I got up early this morning, 28th December; the clock said 6:30am. It was still dark outside but the sky was clear. I could see that it was frosty so even though my nose was still running and head was still fuzzy, bloody colds, I was going to take Murphy out and enjoy the scenery, so I had breakfast and went out. The car was frozen solid so I decided to walk along the road and the bridle path to the moor. Once on the moor the scenery was stunning. All the bracken was edged with a white rim of frost. The sun was not up yet but the sky was blue, I love these kinds of mornings. I live half way up a hill which gives me a great view down into and across the valley. I stood on the moor viewing my surroundings letting Murphy mooch around and do his own thing. I could see some low lying mist in the valley slowly dissipating as the sun and heat started to rise.
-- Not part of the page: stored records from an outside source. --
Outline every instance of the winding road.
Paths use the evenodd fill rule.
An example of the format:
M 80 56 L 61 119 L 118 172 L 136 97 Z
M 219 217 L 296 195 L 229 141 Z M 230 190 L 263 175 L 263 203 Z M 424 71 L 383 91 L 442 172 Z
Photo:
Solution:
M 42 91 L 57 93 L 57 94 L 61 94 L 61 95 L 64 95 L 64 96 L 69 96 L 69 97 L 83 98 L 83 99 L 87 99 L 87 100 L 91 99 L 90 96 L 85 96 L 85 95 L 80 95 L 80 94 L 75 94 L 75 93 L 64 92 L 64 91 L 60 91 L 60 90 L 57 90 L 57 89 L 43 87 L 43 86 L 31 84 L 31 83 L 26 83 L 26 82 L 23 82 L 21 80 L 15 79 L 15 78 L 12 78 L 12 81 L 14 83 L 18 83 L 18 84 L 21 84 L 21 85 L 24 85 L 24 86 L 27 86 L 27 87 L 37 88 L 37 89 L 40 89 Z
I could see a few signs of human life in the shape of smoke rising out of the tops of a few chimneys. A few houses and farms dotted around surrounded by small hedge lined fields which I love about Devon. In the distance I could see vehicles moving on the A386, is this road ever quiet? Across the valley is North Brentor Church standing on its own tor like a sentinel guarding the valley below. The only sound I could hear was water in the stream gurgling and whooshing its way down the hill. My eye caught movement deep in the hedge in front of me. It was a Wren, burring away, looking for its breakfast. We recently had a very bad day on Dartmoor, wind wise, and our climbing rose had been blown off the top of our lounge window. A lot of birds loved this bush which gave them warmth, food in the shape of insects and shelter. When I put it back up I found a dead Wren which had obviously been in it when it came down. A real shame because they are such lovely birds and work so hard at collecting food. As I have stated in other blogs their voice is so loud it hurts your ears if you are close to them when they are singing. I picked the bird up and studied it. There were no marks on it but I was surprised how long its bill was. Although a Wren is small, it weighs about 10g and is about 9cm long, it is not as small as a Goldcrest or Firecrest. I dug a little hole and buried it in it thinking nature can be cruel at times. The Wren just wanted some shelter and it was this shelter that killed it.